Energy costs for consumers and industries have already begun to fall. Domestic electricity rates have dropped by PKR 7 per unit, while industrial tariffs are down 20%.

Lower inflation has also given the State Bank of Pakistan room to ease monetary policy. Just this week, the bank cut the policy rate by 100 basis points, surprising analysts who expected a smaller adjustment.

“The KIBOR rate for six months has come down to 11.44%, from 12.08%,” Khan reported, predicting that cheaper loans will now encourage industrial expansion and stock market investments.

Pakistan’s stock market has responded positively, with the KSE-100 index surging 56% year-over-year. It stood at 72,000 points in May 2024 and now closes above 113,000. Last month, the index hit a record high of 120,000 points.

Khan also noted that the Pakistani rupee has remained largely stable against the U.S. dollar over the past 15 months, fluctuating narrowly between PKR 278 and PKR 281. He attributed this to consistent management by the central bank, which has restored investor confidence and reduced fears of dollarization.

Remittances, another major source of foreign exchange, have surged by 33% so far in the fiscal year, reaching $28 billion. March alone saw a record-breaking $4.1 billion in remittances, helping the country post a $1.19 billion current account surplus — the highest in Pakistan’s history.

“The finance minister has projected a current account surplus for the full year,” Khan added, citing comments made by Muhammad Aurangzeb at a recent pre-budget seminar in Karachi.

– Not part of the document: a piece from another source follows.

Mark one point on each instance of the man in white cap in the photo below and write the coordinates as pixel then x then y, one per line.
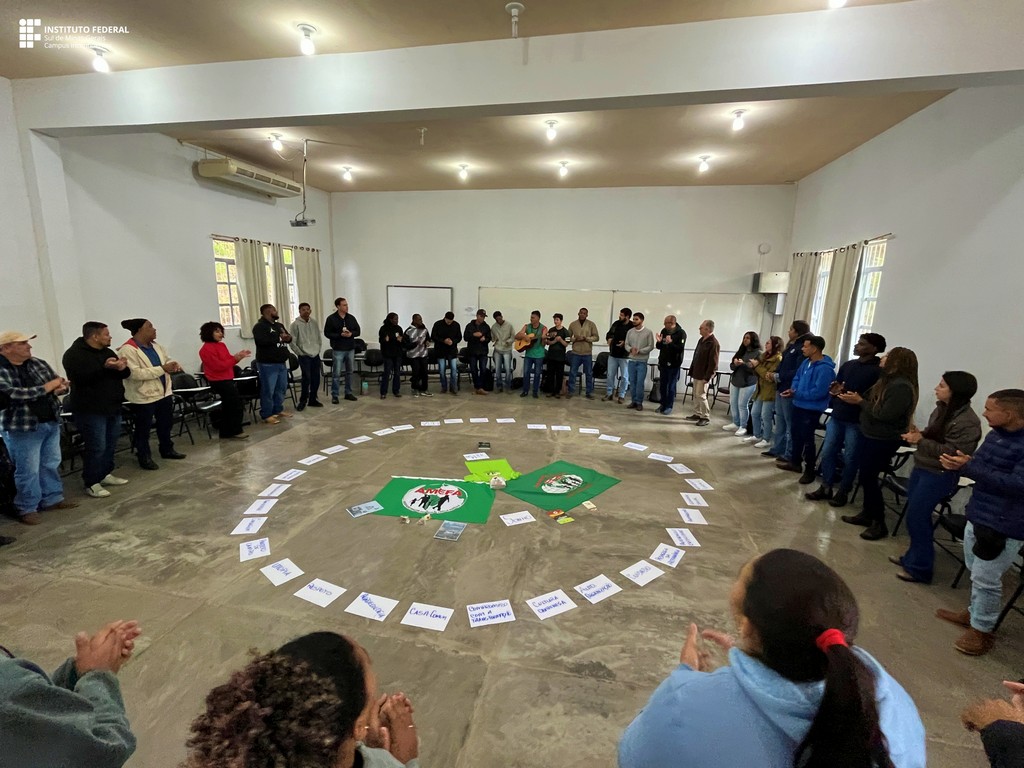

Still, not all indicators are rosy.

Khan pointed out that while the Federal Board of Revenue (FBR) collected PKR 9.3 trillion in taxes from July to April — a 26.3% increase from the previous year — it still missed its target by PKR 833 billion.

He also raised concerns about the growing trade deficit. Pakistan's exports rose by 6.25% to $26.86 billion, but imports grew by 7.4% to $48.2 billion, pushing the trade deficit to $21.4 billion in 10 months.

Despite those challenges, Khan remained upbeat. He said Pakistan’s GDP growth, which struggled to reach 2% in 2024, is now projected to hit 3.5% next year. Some international economists believe it could climb as high as 4.5%, assuming political stability continues and oil prices stay low.

In a positive sign, the IMF this week described Pakistan’s macroeconomic stability as showing “marked improvement.” But the lender also cautioned that structural reforms remain essential, particularly in tax collection, power sector governance, and the privatization of state-owned enterprises.

“This is not just talk,” Khan insisted. “This is data-backed progress.”

Ending on a hopeful note, Khan said that if the current trends hold — and political calm prevails — Pakistan has a “golden chance” to enter a new phase of economic recovery.